French chip startup Arago has raised $26 million in seed funding to develop Jef, its proprietary light-based AI accelerator. The company aims to drastically cut AI inference energy consumption—by up to 10 times compared to traditional GPUs—by blending analogue and digital electronics, silicon photonics, and free-space optics, according to EE Times.
Arago sets itself apart from most photonic computing ventures by being founded by physicists and AI experts rather than optics engineers. CEO Nicolas Muller says this cross-disciplinary foundation gives the team a unique edge in approaching next-gen computing challenges.
Jef, Arago’s flagship chip, is positioned as a “multiphysics processor,” combining the strengths of various technologies to execute high-throughput AI workloads with exceptionally low power demands. The chip is designed to handle complex AI tasks with 𝑛³ computational complexity, while optimizing for performance per watt and dollar.
Arago’s approach seeks to address a growing bottleneck in AI infrastructure: the limitations of traditional transistor-based silicon accelerators. The company believes that improving AI efficiency and scalability requires a fundamental shift in compute architecture—starting with light-based systems.

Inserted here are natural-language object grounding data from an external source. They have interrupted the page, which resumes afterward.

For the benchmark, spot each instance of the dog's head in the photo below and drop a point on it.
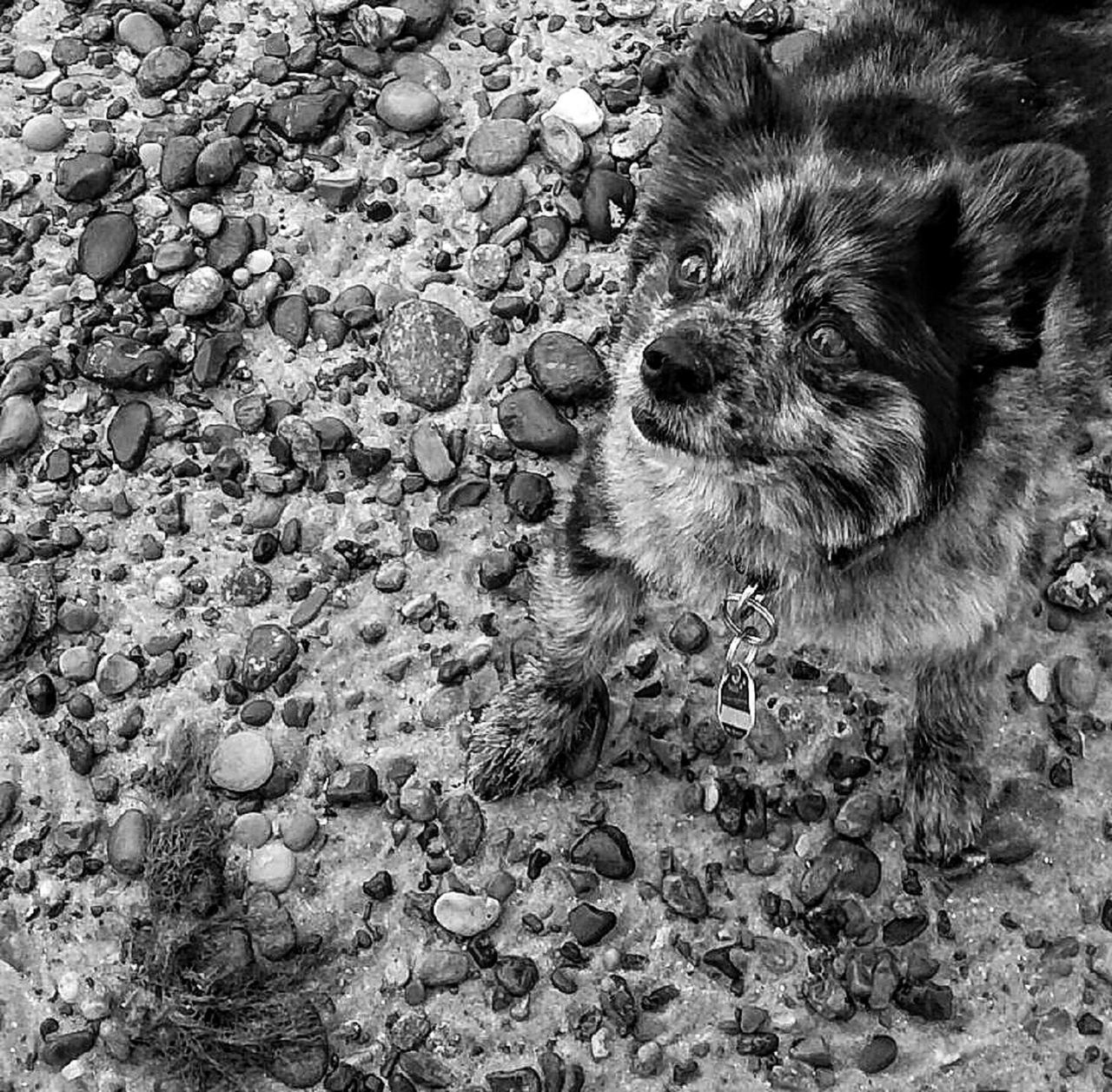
(805, 320)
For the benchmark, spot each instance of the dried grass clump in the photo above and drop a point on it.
(203, 1007)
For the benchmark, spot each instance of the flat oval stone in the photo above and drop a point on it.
(119, 361)
(117, 674)
(533, 424)
(497, 146)
(129, 433)
(407, 107)
(242, 762)
(127, 843)
(426, 354)
(466, 916)
(271, 868)
(565, 368)
(106, 243)
(43, 132)
(606, 850)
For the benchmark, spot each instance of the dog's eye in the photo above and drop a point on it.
(692, 271)
(829, 342)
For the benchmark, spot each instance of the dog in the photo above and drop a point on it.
(853, 340)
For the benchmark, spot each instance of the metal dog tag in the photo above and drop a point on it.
(738, 701)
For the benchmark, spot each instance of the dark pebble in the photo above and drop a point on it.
(878, 1053)
(588, 924)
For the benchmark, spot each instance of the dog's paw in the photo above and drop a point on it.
(531, 731)
(944, 810)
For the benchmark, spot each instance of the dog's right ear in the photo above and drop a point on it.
(726, 91)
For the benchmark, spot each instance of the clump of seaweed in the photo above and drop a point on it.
(203, 1004)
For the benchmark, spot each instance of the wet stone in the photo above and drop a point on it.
(690, 634)
(565, 368)
(533, 424)
(307, 118)
(606, 850)
(444, 969)
(162, 69)
(426, 354)
(129, 433)
(107, 242)
(529, 496)
(407, 107)
(463, 825)
(497, 146)
(683, 893)
(83, 177)
(878, 1053)
(270, 651)
(356, 783)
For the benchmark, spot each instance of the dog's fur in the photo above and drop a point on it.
(886, 496)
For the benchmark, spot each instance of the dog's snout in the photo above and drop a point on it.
(673, 370)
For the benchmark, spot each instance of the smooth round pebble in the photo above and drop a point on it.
(43, 132)
(299, 830)
(251, 830)
(271, 868)
(466, 916)
(242, 762)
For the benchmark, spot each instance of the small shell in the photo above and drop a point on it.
(17, 606)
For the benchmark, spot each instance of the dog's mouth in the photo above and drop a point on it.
(659, 432)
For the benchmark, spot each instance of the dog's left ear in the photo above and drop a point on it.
(1022, 209)
(726, 90)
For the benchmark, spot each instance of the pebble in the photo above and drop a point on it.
(466, 916)
(463, 825)
(1077, 682)
(162, 69)
(129, 433)
(199, 292)
(560, 143)
(606, 850)
(251, 830)
(43, 132)
(565, 368)
(426, 354)
(117, 674)
(107, 242)
(576, 107)
(431, 453)
(83, 177)
(271, 868)
(270, 651)
(242, 762)
(444, 968)
(140, 32)
(127, 843)
(488, 266)
(407, 107)
(299, 830)
(608, 202)
(533, 424)
(497, 146)
(877, 1055)
(19, 426)
(307, 118)
(529, 496)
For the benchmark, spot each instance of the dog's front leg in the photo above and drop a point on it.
(946, 784)
(584, 604)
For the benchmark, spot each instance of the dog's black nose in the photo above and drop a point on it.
(673, 369)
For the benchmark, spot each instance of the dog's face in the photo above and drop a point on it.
(821, 328)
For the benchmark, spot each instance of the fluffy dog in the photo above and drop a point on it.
(851, 346)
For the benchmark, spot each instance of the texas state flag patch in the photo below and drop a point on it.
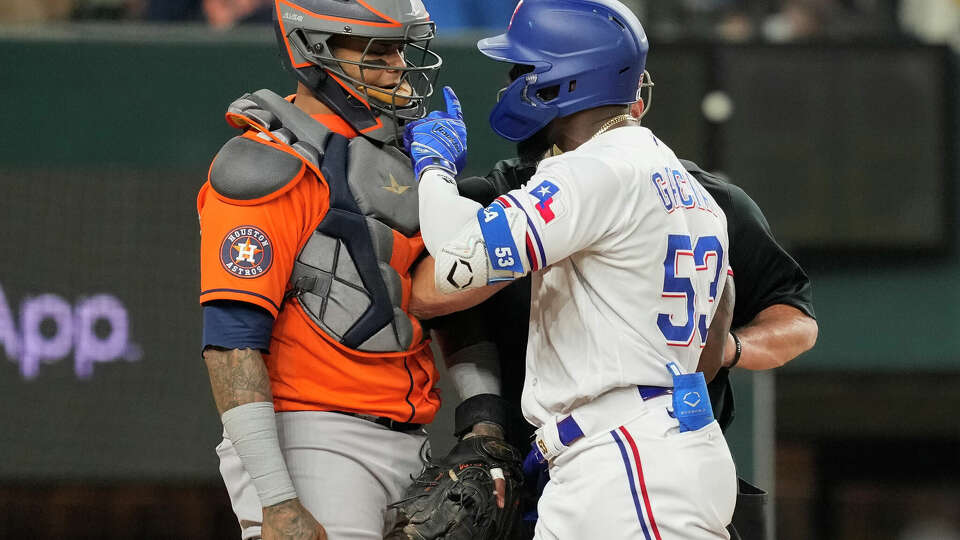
(549, 207)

Despite the promise, Muller acknowledges that building a reliable, high-performance photonic computing chip that integrates easily into current AI stacks remains a steep technical hurdle.
Our Point of View
Arago’s bold attempt to disrupt the AI hardware space with light-powered chips is a signal of what’s next in compute innovation. As models grow in complexity and size, reducing energy consumption is not just a nice-to-have—it’s critical. This funding round is a bet on the future of AI acceleration beyond transistors, where photons—not electrons—do the heavy lifting.